C'est une grande maison dans la prairie, une maison couleur lavande aux volets violets, sertie de vérandas, de tourelles et de grandes cheminées, adossée à la colline de High Point Farm, dans l'état de New York. Ceux qui vivent là ont perdu la clé de cette grande ferme un peu brinquebalante, anarchique, d'une propreté douteuse, envahie par les herbes et les immenses arbres qui la cachent en été, entourée de terrains broussailleux et vallonnés, où vit la famille Mulvaney, c'est-à-dire six personnes : le chanceux et énergique père Michael, la pétulante et fantasque mère Corinne, les trois fils Mike le sportif, Patrick l'intellectuel et Judd le benjamin un peu invisible, et la solaire fille Marianne. Mais aussi des chevaux, des chiens, des chats, des chèvres, un canari…il fait bon vivre dans cette famille où chacun trouve sa place dans cette atmosphère de fête, entre rituels, codes familiaux uniques plein d'humour et d'originalité et vieilles légendes familiales racontées à table, surnoms surprenants donnés à chacun, joyeux bruits et chants dès potron-minet, tâches assignées et respect de la singularité de chacun.

« Les Mulvaney étaient une famille qui trouvait précieux tout ce qui lui arrivait, où l'on conservait la mémoire de tout ce qui était précieux et où tout le monde avait une histoire ».

Joyce Carol Oates nous présente la famille parfaite, ce genre de famille qui fait des envieux, s'exposant sur toutes les photos de la maison avec des sourires à en faire craquer la peau des joues. Ces photos tellement démonstratives qu'elles finissent par mettre mal à l'aise, comme si elles cachaient certaines lézardes, certaines failles, tapies, prêtes à surgir et à faire leur oeuvre de destruction au moindre accroc. Comme si étaler ainsi le bonheur permettait de se prouver quelque chose et de cacher d'importantes faiblesses. Comme si ce trop-plein de lumière sur la photo ricochait sur nous, éblouissante et fiévreuse, permettant de ne pas examiner de trop près telle mâchoire crispée, tel regard étrange, tel poing aux jointures blanches de devoir serrer fort…Soleil brillant aveuglant, comme dans un miroir fracassé…
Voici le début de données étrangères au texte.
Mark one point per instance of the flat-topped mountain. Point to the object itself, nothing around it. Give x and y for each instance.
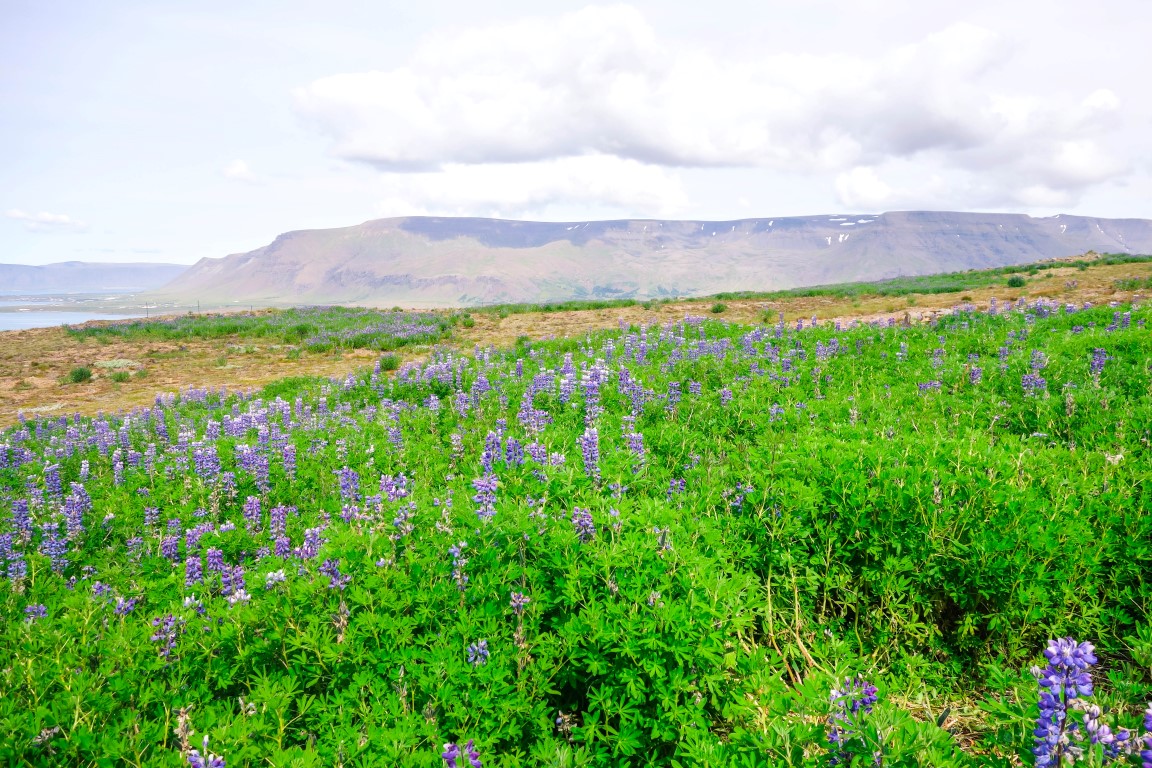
(445, 261)
(86, 276)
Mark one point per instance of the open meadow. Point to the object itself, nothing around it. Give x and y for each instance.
(751, 531)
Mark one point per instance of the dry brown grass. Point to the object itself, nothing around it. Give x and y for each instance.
(33, 363)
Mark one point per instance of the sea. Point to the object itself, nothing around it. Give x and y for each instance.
(20, 310)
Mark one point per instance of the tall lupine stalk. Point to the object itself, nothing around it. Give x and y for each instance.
(1065, 679)
(1146, 752)
(485, 496)
(590, 451)
(452, 753)
(850, 704)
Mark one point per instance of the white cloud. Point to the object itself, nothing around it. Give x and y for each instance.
(533, 189)
(239, 170)
(600, 82)
(46, 222)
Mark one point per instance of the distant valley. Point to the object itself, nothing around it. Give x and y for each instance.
(85, 276)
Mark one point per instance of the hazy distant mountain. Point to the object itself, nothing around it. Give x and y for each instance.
(86, 276)
(423, 260)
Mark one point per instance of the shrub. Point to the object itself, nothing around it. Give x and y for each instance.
(80, 374)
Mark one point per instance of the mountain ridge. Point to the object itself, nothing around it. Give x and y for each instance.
(452, 261)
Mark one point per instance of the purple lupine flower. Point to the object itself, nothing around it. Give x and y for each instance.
(457, 564)
(282, 547)
(537, 453)
(278, 521)
(124, 607)
(215, 560)
(52, 480)
(331, 568)
(311, 546)
(850, 702)
(169, 548)
(288, 458)
(349, 484)
(590, 450)
(1066, 678)
(53, 546)
(194, 570)
(403, 521)
(1099, 357)
(582, 521)
(21, 518)
(1032, 383)
(1146, 752)
(17, 567)
(252, 515)
(169, 628)
(206, 760)
(273, 578)
(478, 653)
(485, 496)
(514, 453)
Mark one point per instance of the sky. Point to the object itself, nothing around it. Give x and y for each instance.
(169, 131)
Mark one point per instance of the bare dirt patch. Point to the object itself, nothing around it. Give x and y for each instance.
(35, 363)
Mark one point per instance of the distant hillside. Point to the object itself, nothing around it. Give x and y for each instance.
(86, 276)
(446, 261)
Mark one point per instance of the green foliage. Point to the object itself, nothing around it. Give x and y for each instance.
(80, 374)
(1134, 283)
(954, 282)
(854, 501)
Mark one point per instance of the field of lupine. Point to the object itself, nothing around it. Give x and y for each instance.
(696, 544)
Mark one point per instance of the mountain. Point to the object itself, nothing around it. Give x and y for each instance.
(445, 261)
(86, 276)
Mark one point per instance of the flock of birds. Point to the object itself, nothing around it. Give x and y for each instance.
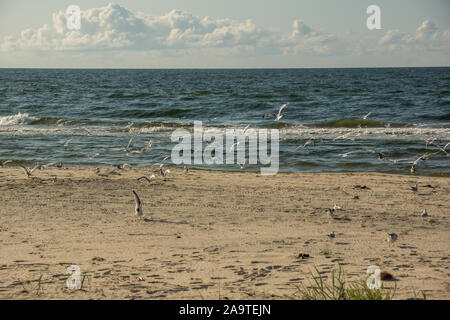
(129, 150)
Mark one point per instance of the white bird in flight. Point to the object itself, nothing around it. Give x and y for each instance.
(29, 173)
(367, 115)
(279, 116)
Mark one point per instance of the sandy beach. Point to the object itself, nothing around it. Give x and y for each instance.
(217, 235)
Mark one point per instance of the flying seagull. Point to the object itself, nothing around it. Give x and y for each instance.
(367, 115)
(279, 116)
(66, 144)
(4, 163)
(138, 208)
(29, 173)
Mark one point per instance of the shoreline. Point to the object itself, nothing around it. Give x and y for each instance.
(211, 232)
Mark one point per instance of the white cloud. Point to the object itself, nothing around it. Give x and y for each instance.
(179, 33)
(115, 27)
(427, 36)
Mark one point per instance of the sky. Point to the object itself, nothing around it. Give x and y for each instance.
(224, 34)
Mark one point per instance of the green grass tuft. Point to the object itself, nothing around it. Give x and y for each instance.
(337, 288)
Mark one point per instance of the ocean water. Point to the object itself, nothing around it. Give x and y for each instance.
(40, 109)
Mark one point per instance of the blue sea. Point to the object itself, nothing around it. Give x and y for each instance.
(99, 110)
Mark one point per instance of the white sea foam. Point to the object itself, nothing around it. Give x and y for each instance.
(17, 119)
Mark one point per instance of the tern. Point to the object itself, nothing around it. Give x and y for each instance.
(4, 163)
(331, 213)
(29, 173)
(310, 141)
(149, 180)
(279, 116)
(391, 238)
(344, 155)
(138, 208)
(424, 213)
(66, 144)
(367, 115)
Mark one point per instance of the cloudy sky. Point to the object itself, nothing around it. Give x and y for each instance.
(232, 33)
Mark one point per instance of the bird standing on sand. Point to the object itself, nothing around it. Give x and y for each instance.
(29, 173)
(391, 238)
(330, 213)
(138, 208)
(149, 180)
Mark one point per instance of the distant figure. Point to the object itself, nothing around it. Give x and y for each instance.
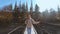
(29, 23)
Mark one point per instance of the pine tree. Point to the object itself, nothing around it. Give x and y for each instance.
(37, 13)
(31, 8)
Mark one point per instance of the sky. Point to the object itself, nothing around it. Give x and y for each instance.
(43, 4)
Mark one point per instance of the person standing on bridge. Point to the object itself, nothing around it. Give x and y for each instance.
(29, 23)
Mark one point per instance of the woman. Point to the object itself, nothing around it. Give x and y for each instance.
(29, 23)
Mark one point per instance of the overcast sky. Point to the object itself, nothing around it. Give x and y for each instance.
(43, 4)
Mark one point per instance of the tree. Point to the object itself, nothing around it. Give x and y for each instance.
(16, 13)
(23, 8)
(36, 13)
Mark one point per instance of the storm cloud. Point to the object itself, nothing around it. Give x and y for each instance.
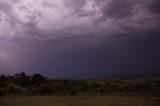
(62, 36)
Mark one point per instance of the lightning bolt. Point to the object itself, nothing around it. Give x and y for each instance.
(3, 20)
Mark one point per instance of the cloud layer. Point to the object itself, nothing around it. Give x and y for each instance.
(52, 19)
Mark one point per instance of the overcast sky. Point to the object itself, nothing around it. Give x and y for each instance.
(79, 38)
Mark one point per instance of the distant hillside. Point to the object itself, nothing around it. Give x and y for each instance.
(39, 85)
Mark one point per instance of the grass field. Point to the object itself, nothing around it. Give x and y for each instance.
(78, 101)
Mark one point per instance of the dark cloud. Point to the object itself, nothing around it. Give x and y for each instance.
(154, 6)
(75, 6)
(118, 9)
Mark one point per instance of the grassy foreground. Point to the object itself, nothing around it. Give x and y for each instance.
(78, 101)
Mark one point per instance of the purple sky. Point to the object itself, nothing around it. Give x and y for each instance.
(79, 38)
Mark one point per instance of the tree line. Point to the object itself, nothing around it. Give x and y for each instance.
(37, 84)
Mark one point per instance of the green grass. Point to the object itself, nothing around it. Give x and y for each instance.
(78, 101)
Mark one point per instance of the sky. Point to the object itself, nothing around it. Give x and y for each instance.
(80, 38)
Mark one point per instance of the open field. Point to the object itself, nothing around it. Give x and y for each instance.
(78, 101)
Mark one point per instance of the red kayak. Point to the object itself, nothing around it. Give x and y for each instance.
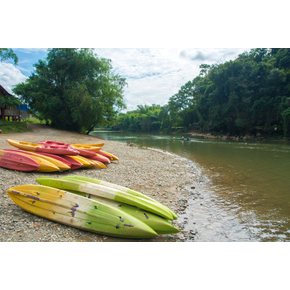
(82, 152)
(58, 148)
(19, 162)
(59, 158)
(74, 164)
(100, 157)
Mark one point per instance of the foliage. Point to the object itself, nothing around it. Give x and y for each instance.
(13, 127)
(8, 53)
(74, 89)
(248, 95)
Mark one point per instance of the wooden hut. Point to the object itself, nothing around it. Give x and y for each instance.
(9, 106)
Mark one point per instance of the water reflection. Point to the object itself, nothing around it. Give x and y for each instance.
(248, 194)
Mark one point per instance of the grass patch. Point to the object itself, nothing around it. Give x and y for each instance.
(13, 127)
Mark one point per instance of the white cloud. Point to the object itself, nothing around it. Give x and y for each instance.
(154, 75)
(10, 76)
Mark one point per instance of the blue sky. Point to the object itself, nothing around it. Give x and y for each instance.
(153, 74)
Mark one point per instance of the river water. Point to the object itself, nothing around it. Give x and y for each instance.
(244, 188)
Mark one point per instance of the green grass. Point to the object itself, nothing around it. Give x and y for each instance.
(13, 127)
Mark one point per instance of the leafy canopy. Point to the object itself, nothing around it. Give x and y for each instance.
(74, 89)
(8, 53)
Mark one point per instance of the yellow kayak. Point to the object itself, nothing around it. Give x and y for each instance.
(44, 165)
(84, 161)
(60, 165)
(91, 147)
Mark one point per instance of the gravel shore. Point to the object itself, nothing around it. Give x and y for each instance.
(161, 175)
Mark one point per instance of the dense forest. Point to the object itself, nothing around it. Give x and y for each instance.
(73, 89)
(246, 96)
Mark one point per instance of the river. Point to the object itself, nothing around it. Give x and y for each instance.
(245, 189)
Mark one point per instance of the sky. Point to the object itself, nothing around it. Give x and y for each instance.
(153, 75)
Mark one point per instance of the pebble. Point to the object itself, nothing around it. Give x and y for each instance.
(141, 169)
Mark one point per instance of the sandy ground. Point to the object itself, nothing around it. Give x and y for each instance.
(163, 176)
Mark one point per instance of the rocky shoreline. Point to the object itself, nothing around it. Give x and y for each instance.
(161, 175)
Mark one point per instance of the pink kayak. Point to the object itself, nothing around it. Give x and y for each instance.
(100, 157)
(58, 148)
(19, 162)
(74, 164)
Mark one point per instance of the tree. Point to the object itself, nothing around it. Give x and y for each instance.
(8, 53)
(74, 89)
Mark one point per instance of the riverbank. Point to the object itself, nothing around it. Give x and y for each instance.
(166, 177)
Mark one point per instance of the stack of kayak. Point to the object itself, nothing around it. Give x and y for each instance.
(52, 156)
(96, 206)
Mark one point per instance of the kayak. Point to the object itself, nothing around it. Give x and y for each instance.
(92, 147)
(77, 211)
(16, 161)
(108, 155)
(59, 163)
(107, 192)
(101, 158)
(43, 147)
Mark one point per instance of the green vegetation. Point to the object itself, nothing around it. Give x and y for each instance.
(8, 53)
(13, 127)
(74, 89)
(248, 95)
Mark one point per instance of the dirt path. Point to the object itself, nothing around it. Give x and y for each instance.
(161, 175)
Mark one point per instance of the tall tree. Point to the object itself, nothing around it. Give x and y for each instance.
(74, 89)
(8, 53)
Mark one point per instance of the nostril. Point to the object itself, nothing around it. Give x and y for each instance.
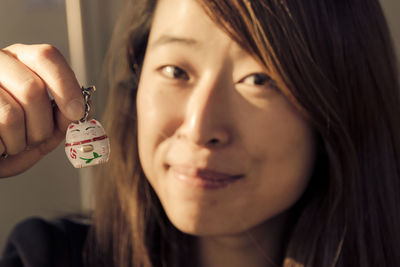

L'auteure, à travers cette famille, semble avoir trouvé un sujet d'étude parfait, passant du temps consciencieusement avec chaque membre, analysant avec minutie la personnalité et la psychologie de chacun, les ajustant les uns par rapport aux autres, maillage parfait, pièces se soutenant les unes par rapport aux autres telle une construction en sucre dont l'effondrement d'un seul d'entre eux pourrait avoir un effet domino catastrophique. Pourtant n'est-ce pas dans les épreuves qu'il est donné à voir la solidité de cette construction familiale précisément ?

« On n'oublie jamais le paysage de son enfance, pensa Corinne. Les souvenirs les plus anciens sont ceux que l'on chérit le plus. Elle espérait que Michael et elle avaient donné à leurs enfants un paysage qui les accompagnerait toute leur vie. Une consolation, un réconfort ».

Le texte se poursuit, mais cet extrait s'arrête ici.